Even stone-cold sober, I felt drugged by it all…the atmosphere, the barely restrained violence, the fervent sexuality oozing from every pore of every person.
Somewhere in this room full of bodies were Alex and Evelyn, since both of them insisted that they’d be present despite my protests. I’d thought, at first, that their presence would make the whole awful situation that much worse for me, like having an audience to your shame. Only now, unable to pinpoint anyone’s face or even distinguish between the sexes, I no longer cared. In fact, I was glad for it. Glad that somewhere among all this insanity was a tether to what remained of my sanity.
And so I danced. I danced slowly, I danced wildly, I danced sexually. I raised my arms above my head and danced to the beat of my own drum. I sent my hands skimming down my body, feeling my way through the music and the wants of the screaming crowd.
I danced and danced, and I ignored them all. They shouted requests for me to take off my clothes, to pull my underwear to the side, to flash them my breasts. I ignored the glasses and lit cigarettes thrown at my cage, much as I ignored my dance partner, the infected hanging no more than three feet from me, bumbling around to a hungry beat only it could hear.
I ignored and ignored and I just danced, losing myself to it all, and yet strangely felt as if I’d found some long-lost piece of myself in the midst of it all.
When the sun finally rose, the bar emptied except for a few straggling employees. My cage was lowered, and Alex was there waiting for me.
“Hi,” I whispered as I stumbled forward.
Alex’s dark eyes burned. He seemed so incredibly alive in that moment, as if he were actually lit from within, his fire radiating from the inside out.
“Say something,” I said softly, placing my hand on his chest. Beneath my palm, I could feel his heart racing.
“I wanted to hate it,” he said slowly through gritted teeth. “You up there locked inside a cage looking…like that.” His feverish gaze dropped down, taking in every exposed inch of me. My stomach flip-flopped, and I nearly found myself preening in the face of his admiration, even as lust-fueled as it was.

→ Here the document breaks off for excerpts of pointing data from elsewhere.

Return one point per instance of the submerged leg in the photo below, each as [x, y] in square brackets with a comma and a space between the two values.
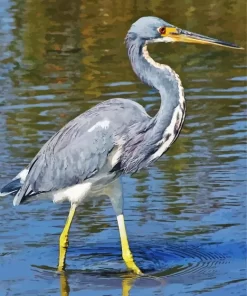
[114, 191]
[64, 238]
[126, 253]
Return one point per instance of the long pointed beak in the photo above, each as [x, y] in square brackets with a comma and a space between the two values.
[179, 35]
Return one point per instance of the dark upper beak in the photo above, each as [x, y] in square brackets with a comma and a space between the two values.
[179, 35]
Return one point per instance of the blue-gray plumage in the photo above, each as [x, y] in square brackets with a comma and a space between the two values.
[88, 155]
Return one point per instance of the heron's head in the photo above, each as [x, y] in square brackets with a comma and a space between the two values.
[152, 29]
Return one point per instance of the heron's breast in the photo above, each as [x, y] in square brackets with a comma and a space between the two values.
[171, 132]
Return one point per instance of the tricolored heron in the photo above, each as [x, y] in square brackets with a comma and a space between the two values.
[89, 154]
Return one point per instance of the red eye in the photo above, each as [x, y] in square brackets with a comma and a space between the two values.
[162, 30]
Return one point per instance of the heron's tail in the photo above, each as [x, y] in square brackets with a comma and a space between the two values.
[12, 187]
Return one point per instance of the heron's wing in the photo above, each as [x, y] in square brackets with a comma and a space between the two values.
[80, 149]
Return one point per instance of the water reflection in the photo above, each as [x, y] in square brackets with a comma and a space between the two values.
[127, 284]
[59, 59]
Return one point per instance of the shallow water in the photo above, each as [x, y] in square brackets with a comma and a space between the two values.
[185, 215]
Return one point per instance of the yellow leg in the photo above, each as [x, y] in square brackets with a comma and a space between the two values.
[64, 239]
[64, 284]
[126, 253]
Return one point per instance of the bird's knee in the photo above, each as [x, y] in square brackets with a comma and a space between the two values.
[63, 241]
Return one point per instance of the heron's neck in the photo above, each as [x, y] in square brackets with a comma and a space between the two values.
[160, 77]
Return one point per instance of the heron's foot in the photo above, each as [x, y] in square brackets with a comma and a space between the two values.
[63, 246]
[130, 263]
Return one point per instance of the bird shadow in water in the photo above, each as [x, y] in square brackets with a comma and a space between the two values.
[127, 283]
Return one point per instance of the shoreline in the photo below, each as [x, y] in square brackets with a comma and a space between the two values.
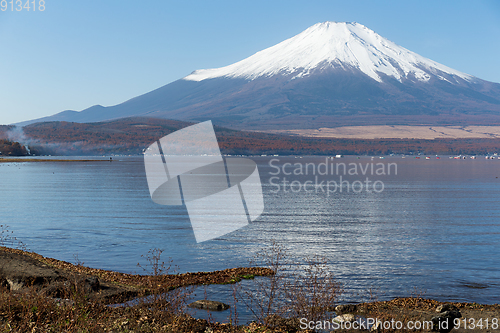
[23, 160]
[23, 273]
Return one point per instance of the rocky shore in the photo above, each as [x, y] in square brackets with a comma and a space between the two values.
[42, 294]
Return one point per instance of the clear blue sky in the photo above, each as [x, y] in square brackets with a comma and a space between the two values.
[76, 54]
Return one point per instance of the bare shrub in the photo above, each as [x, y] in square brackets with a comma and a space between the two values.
[304, 289]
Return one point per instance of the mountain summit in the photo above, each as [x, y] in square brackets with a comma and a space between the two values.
[333, 45]
[332, 74]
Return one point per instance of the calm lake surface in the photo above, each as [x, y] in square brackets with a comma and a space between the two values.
[434, 228]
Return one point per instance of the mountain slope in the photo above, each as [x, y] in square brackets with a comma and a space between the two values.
[331, 74]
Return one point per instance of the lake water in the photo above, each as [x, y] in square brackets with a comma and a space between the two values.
[434, 227]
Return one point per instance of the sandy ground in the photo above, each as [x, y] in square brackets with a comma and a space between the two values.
[399, 132]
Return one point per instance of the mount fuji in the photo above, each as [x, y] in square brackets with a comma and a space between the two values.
[332, 74]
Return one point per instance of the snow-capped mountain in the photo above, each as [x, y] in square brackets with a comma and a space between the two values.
[335, 45]
[332, 74]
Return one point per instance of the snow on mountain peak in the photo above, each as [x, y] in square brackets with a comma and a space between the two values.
[337, 45]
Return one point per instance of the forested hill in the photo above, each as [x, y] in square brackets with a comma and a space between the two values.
[133, 135]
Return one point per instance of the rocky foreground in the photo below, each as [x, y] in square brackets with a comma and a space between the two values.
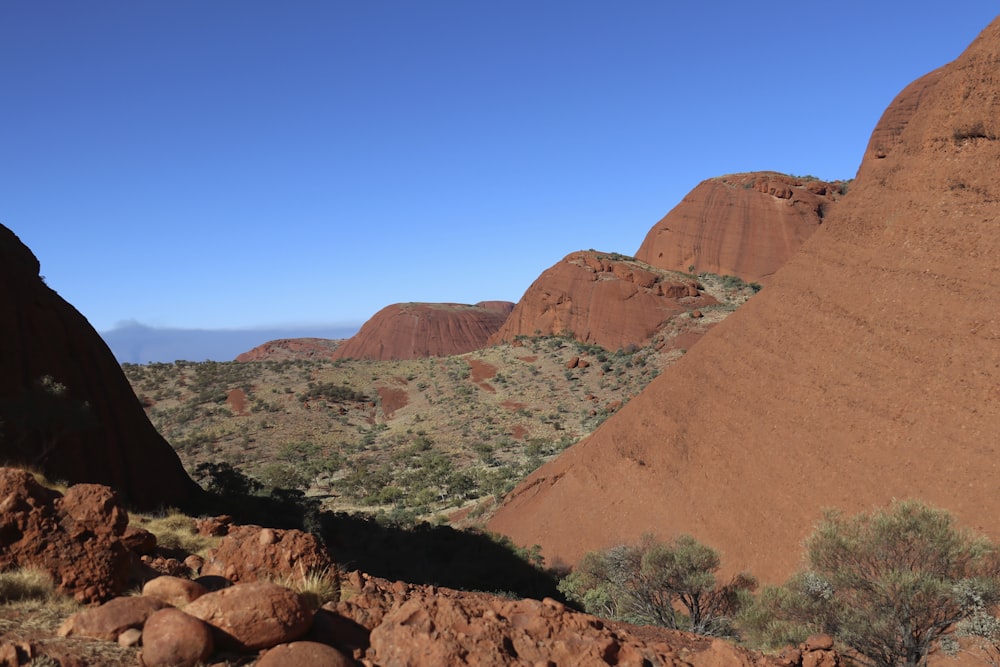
[226, 607]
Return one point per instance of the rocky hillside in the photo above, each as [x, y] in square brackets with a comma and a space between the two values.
[285, 349]
[746, 225]
[603, 298]
[415, 330]
[65, 405]
[867, 370]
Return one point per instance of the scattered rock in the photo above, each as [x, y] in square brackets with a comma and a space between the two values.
[111, 619]
[250, 553]
[297, 654]
[76, 539]
[252, 616]
[174, 591]
[173, 638]
[213, 526]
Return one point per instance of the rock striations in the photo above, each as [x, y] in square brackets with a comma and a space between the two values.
[415, 330]
[746, 225]
[65, 404]
[603, 298]
[868, 369]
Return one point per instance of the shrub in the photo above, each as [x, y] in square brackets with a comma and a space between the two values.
[890, 584]
[672, 585]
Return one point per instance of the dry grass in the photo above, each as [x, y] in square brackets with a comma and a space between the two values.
[175, 530]
[316, 588]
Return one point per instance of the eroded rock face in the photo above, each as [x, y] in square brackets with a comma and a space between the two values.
[416, 330]
[249, 617]
[606, 299]
[248, 553]
[866, 370]
[424, 626]
[76, 538]
[746, 225]
[65, 403]
[112, 618]
[172, 638]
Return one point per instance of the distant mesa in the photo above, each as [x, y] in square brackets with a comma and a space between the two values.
[65, 404]
[746, 225]
[868, 368]
[286, 349]
[417, 330]
[602, 298]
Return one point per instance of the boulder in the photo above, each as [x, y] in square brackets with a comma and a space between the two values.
[110, 619]
[249, 553]
[76, 538]
[297, 654]
[174, 591]
[173, 638]
[253, 616]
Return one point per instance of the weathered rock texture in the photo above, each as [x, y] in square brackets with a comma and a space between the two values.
[95, 431]
[75, 537]
[415, 330]
[284, 349]
[602, 298]
[423, 626]
[868, 369]
[249, 553]
[745, 225]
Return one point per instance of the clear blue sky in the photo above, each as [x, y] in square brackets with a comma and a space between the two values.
[240, 163]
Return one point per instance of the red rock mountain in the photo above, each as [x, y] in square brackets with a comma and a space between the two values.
[415, 330]
[867, 370]
[65, 404]
[291, 348]
[745, 225]
[607, 299]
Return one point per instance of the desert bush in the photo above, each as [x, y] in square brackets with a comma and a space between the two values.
[890, 585]
[655, 583]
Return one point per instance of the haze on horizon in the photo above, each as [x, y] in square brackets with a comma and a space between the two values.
[237, 165]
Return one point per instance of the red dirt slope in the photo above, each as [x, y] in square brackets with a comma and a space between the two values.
[745, 225]
[868, 369]
[415, 330]
[601, 298]
[111, 441]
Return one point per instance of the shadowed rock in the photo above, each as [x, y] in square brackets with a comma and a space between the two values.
[65, 404]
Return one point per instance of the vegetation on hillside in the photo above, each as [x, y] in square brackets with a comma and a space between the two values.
[405, 439]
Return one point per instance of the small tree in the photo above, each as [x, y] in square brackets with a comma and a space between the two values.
[891, 584]
[673, 585]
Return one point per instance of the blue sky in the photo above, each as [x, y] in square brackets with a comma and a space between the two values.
[239, 163]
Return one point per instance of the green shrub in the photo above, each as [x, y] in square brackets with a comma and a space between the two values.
[890, 585]
[655, 583]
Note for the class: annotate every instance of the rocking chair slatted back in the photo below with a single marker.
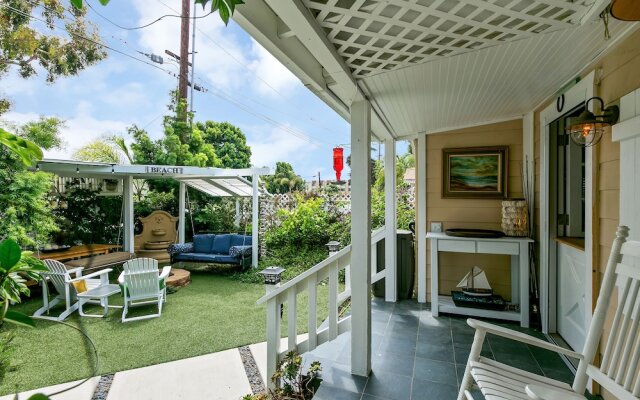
(141, 277)
(618, 371)
(58, 275)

“And these sick shits watching you,” he continued as his eyes glazed over. “Wanting to touch you, and…” He swallowed hard, his eyes never leaving me.
“But you didn’t hate it,” I finished gently for him.

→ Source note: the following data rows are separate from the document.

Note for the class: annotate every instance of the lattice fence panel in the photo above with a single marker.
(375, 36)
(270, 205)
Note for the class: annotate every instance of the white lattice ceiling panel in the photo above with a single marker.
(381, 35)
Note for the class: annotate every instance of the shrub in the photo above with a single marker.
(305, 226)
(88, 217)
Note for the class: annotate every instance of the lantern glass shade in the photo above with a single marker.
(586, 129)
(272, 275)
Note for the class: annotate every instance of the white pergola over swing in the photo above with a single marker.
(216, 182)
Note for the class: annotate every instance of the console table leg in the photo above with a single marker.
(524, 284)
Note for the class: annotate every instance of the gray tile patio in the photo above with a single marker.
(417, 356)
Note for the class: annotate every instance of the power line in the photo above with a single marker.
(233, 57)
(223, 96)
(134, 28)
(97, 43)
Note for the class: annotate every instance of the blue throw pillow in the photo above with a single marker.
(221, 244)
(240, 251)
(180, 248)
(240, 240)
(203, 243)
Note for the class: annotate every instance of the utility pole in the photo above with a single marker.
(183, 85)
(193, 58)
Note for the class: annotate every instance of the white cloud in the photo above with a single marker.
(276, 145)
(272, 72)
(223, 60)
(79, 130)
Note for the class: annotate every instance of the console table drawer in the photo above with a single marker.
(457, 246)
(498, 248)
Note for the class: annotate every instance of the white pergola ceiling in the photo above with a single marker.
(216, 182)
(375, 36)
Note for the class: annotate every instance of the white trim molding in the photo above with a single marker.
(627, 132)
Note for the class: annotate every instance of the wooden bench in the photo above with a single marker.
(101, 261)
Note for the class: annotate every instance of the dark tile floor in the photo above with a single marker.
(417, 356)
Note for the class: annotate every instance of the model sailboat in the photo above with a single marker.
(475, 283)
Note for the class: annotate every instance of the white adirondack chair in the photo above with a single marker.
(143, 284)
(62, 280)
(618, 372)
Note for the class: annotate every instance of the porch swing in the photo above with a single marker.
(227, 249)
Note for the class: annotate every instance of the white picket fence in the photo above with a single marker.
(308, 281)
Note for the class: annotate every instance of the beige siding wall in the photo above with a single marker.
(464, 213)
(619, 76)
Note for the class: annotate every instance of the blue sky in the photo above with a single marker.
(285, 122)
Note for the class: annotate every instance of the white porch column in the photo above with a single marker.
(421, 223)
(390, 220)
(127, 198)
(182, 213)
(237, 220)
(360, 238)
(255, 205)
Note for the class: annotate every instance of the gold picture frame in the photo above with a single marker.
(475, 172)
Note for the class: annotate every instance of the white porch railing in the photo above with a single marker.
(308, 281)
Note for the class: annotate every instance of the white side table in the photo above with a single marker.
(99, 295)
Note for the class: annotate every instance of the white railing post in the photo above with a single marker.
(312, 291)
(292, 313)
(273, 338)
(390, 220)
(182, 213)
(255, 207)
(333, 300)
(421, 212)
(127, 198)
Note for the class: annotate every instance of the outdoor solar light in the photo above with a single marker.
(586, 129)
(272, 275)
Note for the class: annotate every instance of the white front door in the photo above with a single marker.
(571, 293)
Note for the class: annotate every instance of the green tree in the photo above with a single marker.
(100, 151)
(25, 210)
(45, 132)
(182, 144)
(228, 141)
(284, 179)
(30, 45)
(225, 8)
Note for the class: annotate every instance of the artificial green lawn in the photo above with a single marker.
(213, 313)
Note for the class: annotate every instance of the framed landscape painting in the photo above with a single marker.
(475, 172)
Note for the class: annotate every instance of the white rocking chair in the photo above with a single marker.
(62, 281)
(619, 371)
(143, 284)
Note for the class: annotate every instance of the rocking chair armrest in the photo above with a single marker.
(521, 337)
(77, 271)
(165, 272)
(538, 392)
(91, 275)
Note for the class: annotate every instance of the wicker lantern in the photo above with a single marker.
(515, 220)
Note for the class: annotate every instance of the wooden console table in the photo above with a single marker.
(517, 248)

His teeth clenched, and he shook his head slowly. “I didn’t hate it.”
“And?” I prompted him, wanting—no, needing—to hear what he couldn’t seem to bring himself to say.

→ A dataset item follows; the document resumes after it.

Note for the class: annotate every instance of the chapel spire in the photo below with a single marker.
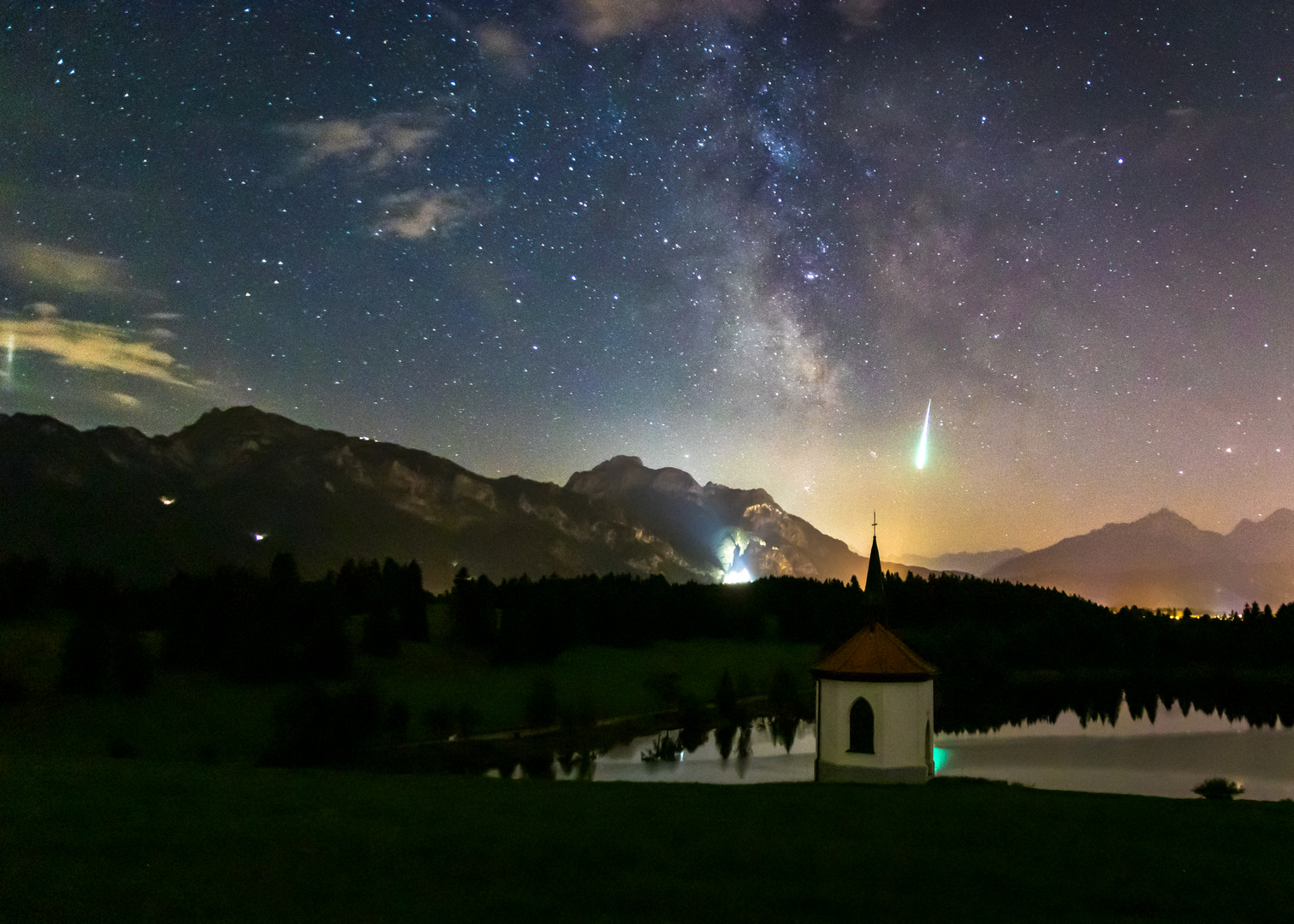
(875, 586)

“I’m not like them, Leisel,” he ground out, his eyes flashing angrily as they refocused on me. “I know I’m not like them.”
My hand fisted in his shirt, and I tugged him down until our faces were nearly touching. “I know,” I whispered. “But you can tell me. You can tell me you liked it, and it won’t change anything.” I needed to hear it from him, felt it desperately in the pit of my stomach.
He stared into my eyes, his heart pounding a furious beat beneath my fist. Then his hand slid from my back to my backside where he grabbed hold of me, bringing me flush against his body, his hand squeezing possessively. I could feel him, all of him, hard and eager, his body tense, yet trembling just beneath the surface. I knew we were being watched, could hear the whispered giggles from some of the other girls, but I didn’t care. Nothing else mattered in this one moment.